STR, Hendersonville, Tenn., said weekly hotel occupancy jumped nearly seven points from the prior week to the highest point in more than a year. Average daily room rates have improved significantly from March 2020 and even reached 81 percent of their 2019 benchmark.

JLL reported debt funds are the most active hotel lenders at the moment, followed by banks, insurance companies and commercial mortgage-backed securities lenders, which still remain selective for high-quality assets. There are significant spread comparisons with the debt funds, with bank spreads remaining steady since fall 2020. Banks continue to provide the lowest cost of capital, but their pricing advantage has narrowed as debt fund spreads have compressed.

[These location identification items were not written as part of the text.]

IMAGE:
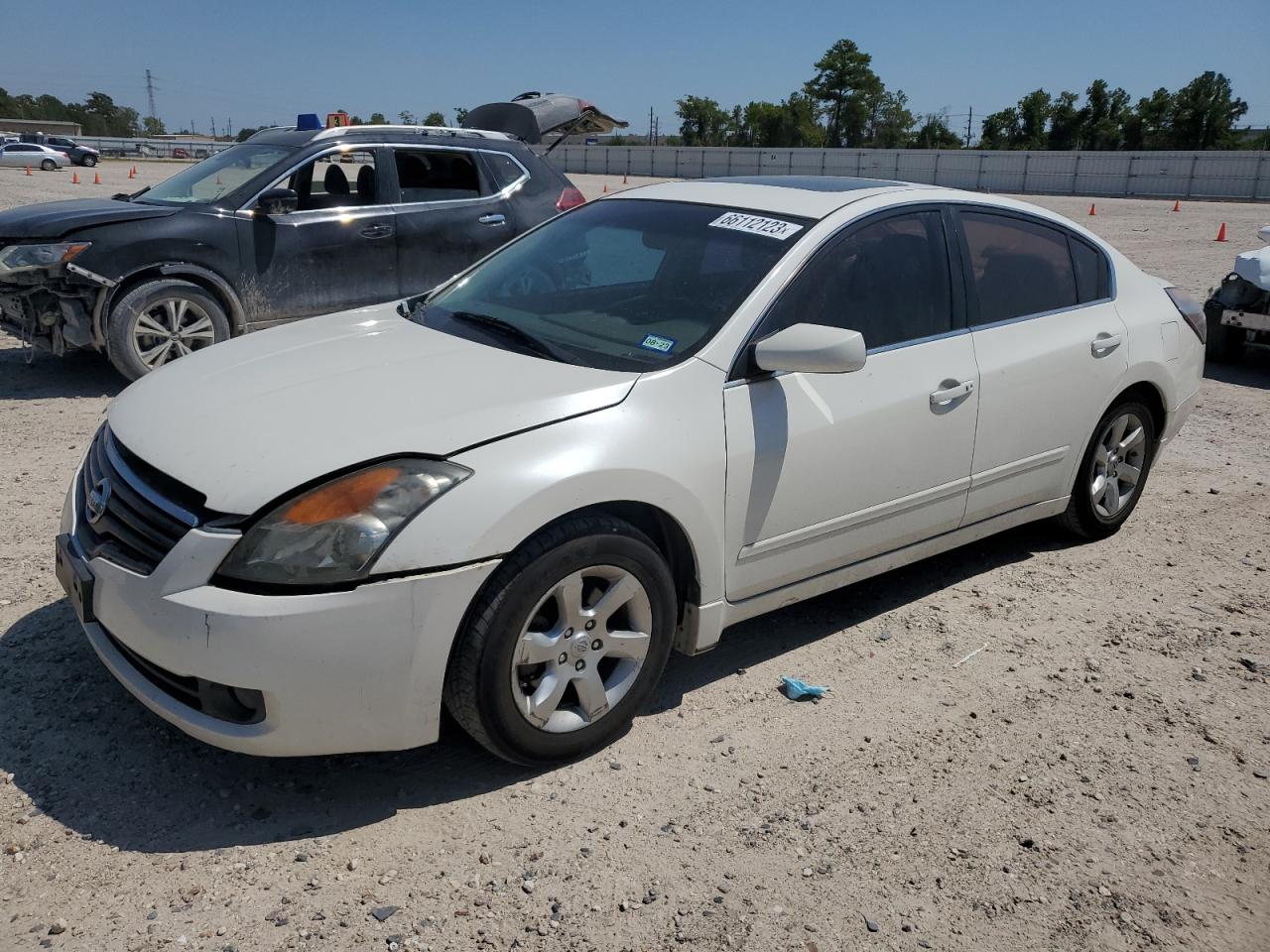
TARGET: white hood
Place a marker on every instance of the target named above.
(250, 419)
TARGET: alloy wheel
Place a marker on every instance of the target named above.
(581, 649)
(1118, 461)
(171, 327)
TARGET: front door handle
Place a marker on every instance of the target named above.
(1103, 344)
(943, 398)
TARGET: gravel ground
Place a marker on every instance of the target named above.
(1093, 779)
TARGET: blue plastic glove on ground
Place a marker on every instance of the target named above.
(797, 689)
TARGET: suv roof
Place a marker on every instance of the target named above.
(290, 136)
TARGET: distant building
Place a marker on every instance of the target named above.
(54, 127)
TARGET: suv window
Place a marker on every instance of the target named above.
(1019, 267)
(887, 280)
(436, 176)
(335, 180)
(503, 169)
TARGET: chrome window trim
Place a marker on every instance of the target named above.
(248, 208)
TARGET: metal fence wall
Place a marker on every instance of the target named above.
(1238, 176)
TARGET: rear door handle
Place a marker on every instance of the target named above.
(943, 398)
(1103, 344)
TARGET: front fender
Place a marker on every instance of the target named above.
(663, 445)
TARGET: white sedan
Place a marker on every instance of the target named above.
(648, 419)
(33, 157)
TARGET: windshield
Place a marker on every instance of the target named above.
(216, 176)
(624, 285)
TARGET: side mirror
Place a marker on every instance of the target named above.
(812, 348)
(278, 200)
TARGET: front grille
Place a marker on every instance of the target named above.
(127, 512)
(208, 697)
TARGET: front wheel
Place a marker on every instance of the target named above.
(159, 321)
(564, 644)
(1112, 472)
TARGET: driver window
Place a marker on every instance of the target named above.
(336, 180)
(887, 280)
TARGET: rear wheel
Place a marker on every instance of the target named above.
(160, 321)
(566, 643)
(1112, 472)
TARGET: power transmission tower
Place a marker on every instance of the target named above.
(150, 93)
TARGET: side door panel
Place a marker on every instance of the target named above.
(1044, 381)
(318, 261)
(826, 470)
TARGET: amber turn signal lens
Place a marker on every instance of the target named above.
(343, 498)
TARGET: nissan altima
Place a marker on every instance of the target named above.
(642, 421)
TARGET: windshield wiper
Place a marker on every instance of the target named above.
(498, 325)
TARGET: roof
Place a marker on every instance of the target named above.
(290, 136)
(810, 197)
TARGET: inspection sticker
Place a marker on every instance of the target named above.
(662, 345)
(756, 225)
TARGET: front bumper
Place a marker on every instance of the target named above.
(338, 671)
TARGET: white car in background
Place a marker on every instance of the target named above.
(647, 419)
(36, 157)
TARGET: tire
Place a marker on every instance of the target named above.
(1089, 513)
(166, 303)
(490, 687)
(1223, 344)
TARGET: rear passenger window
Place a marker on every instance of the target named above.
(440, 176)
(503, 169)
(1019, 267)
(888, 280)
(1089, 281)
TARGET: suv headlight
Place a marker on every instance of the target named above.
(334, 534)
(27, 258)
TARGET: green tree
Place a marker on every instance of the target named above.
(846, 86)
(1205, 112)
(702, 122)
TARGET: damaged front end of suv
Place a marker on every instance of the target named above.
(50, 301)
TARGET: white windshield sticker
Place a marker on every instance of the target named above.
(756, 225)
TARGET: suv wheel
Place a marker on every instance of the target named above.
(1112, 471)
(159, 321)
(564, 644)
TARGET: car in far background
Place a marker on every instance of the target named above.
(77, 154)
(36, 157)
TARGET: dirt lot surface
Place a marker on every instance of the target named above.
(1093, 779)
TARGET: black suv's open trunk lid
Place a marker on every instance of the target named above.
(532, 116)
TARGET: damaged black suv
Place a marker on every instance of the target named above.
(290, 223)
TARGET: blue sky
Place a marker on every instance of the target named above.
(261, 62)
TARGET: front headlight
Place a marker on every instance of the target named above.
(334, 534)
(27, 258)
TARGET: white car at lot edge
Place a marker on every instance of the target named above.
(648, 419)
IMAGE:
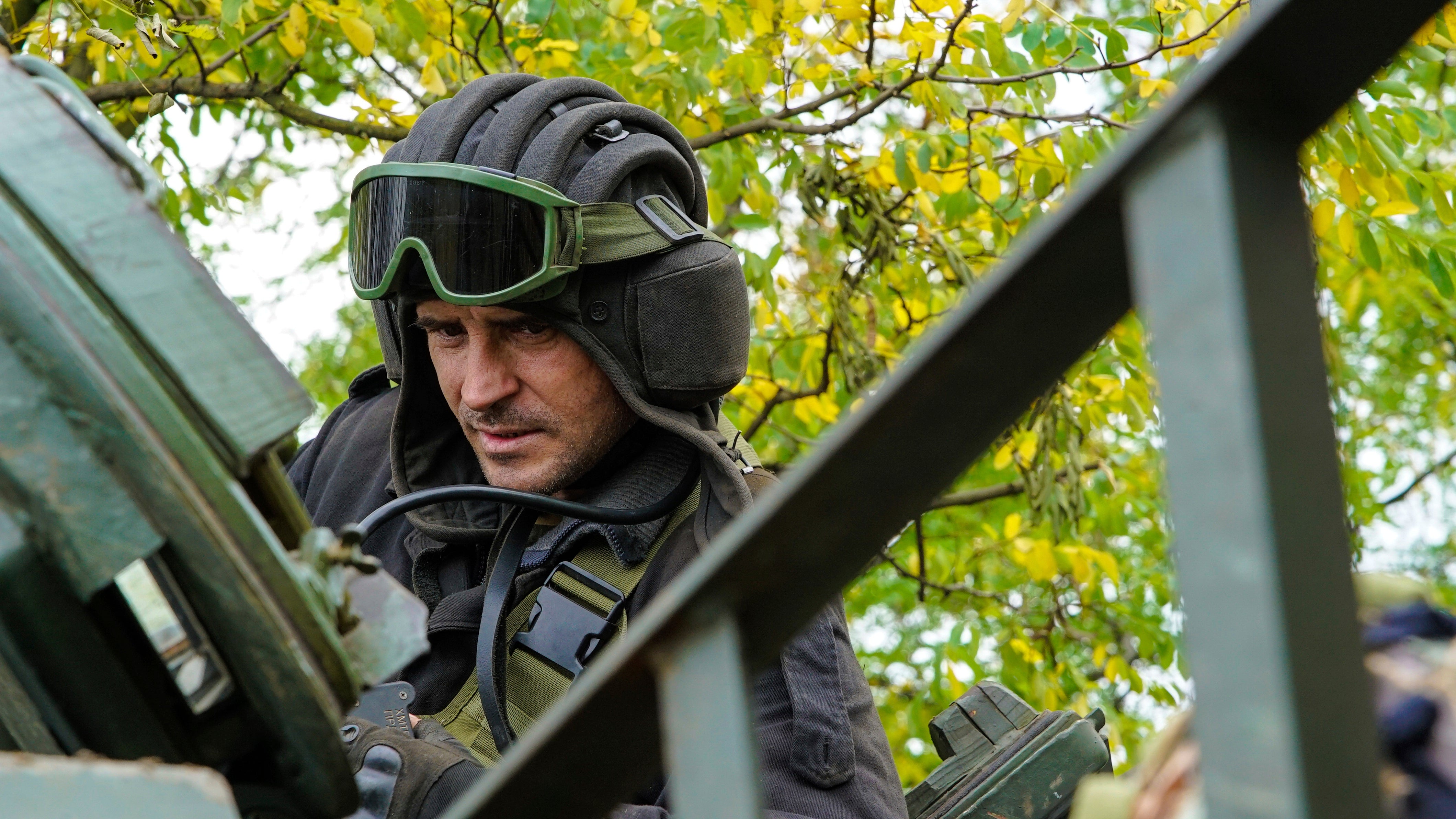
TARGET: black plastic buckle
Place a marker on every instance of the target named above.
(662, 226)
(566, 633)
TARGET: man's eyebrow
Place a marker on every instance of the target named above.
(520, 323)
(432, 323)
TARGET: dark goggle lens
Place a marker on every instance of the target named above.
(481, 241)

There is greater liquidity for acquisitions or cash-in refinancings, JLL said. And while debt funds prefer to quote acquisitions, most will actively quote refinancings.

Leverage levels have increased as banks and insurance companies are willing to push leverage to 55-60 percent, up from 50 percent last fall. Debt funds are also willing to push leverage to 75-80 percent for the highest quality assets.

So-called “drive-to-leisure” resorts and trophy/luxury asset types are in highest demand, JLL said. Financings for these asset types generate the most attention, followed by high-quality assets in good, long-term markets at a modest loan basis.

“Despite ongoing pandemic-related challenges, there are compelling reasons to be optimistic about the outlook for the lodging sector as we move deeper into the year,” said JLL Hotels Executive Vice President Mike Huth.